About Play Therapists
They do not have a state license from the government. They are not affiliated with psychiatric or hospital services. The profession requires a minimum of a bachelor’s degree. It is rare to find a therapist who has a Master’s degree, let alone additional certification that ranges from a certified teaching degree to specializing in specific types of therapeutic interventions and strategies.
This profession carries many titles and names, yet they all provide the same service. They have been named rehabilitation, play, community based rehabilitation servicers (CBRS), developmental, and outpatient – therapists. The therapy they provide is not considered investigational, homeopathic or provisional. Providing CBRS typically occurs with the birth to 3 populations that work through the government’s Early Intervention program. The Children’s Developmental Services Agency is the umbrella for all Early Intervention services here in North Carolina. A portion of rehabilitative therapists serves children over the age of 3 on a contractual basis to augment the child’s current therapy through the school system. Therapists can perform in many capacities depending on their experience.
Rehabilitative and play therapists typically have a number of strategies and interventions that are employed, depending on the child’s ability and disability. A Master’s in Education and certification in Early Intervention will teach these types of strategies, but the how-to and step-by-step process will become second nature during an Early Intervention internship.

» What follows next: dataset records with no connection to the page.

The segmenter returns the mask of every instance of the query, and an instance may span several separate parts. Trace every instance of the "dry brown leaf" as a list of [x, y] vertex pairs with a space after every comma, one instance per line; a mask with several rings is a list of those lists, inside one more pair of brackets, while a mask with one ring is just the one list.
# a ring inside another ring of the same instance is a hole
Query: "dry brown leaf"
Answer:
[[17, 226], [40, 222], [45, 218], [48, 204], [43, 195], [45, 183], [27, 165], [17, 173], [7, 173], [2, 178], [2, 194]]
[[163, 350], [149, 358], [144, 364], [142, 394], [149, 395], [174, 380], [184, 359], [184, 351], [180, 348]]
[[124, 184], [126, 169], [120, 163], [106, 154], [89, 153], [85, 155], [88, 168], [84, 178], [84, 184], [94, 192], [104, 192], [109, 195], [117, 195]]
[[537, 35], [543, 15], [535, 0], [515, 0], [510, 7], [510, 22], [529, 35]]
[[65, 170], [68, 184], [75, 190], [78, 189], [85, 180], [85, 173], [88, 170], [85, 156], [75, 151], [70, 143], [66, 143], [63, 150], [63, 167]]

Play therapists teach children how to play with age appropriate toys. When they teach children skills, the play skills are universal to other activities. For example, pushing, pulling, twisting and turning are motions used to turn on dials, twist a doorknob, open a book, pull on a shirt, push a hand through a sleeve, and press buttons on a microwave. Learning what it means to go up and down, go left and right, teaching children to follow directions, and understanding differences and similarities can be some of the child’s goals.
Teaching children the how-to’s of various abilities, such as fine and gross motor, cognition, communication, social, and emotional skills are essential to retraining the brain that once knew how to do these skills or never learned them. Retraining the brain means creating new pathways to problem solve, prioritize, think, understand and do activities and participate in everyday routines. Fine motor skills are the skills used to button buttons, write, pick up raisins and nails, while gross motor skills are used when to run, jump, walk up hills or stairs and swing a baseball bat. Communication, social and emotional skills are intertwined. They teach children to understand what sad means, by showing pictures depicting the emotion, what it feels like to be sad, making a sad face or communicating that they feel sad. All these skills are taught using sign language, pictures, voice programs, pointing, and touching, to name a few methods.
The industry for play therapists has high turnover and burnout. Several years ago, the average length of service for a play therapist was 1.5 years. Some of these play therapists have gone back to school to attain additional credentialing as a speech or physical therapist.
Many families are turning to play therapists, as they are not able to afford the high cost of specifically trained certified therapists (Applied Behavior Analyst or Relationship Development Intervention therapists). Due to insurance coverage changing and diagnostic criteria being altered, the decisions to cut services by reducing costs have led many families to seek private therapy.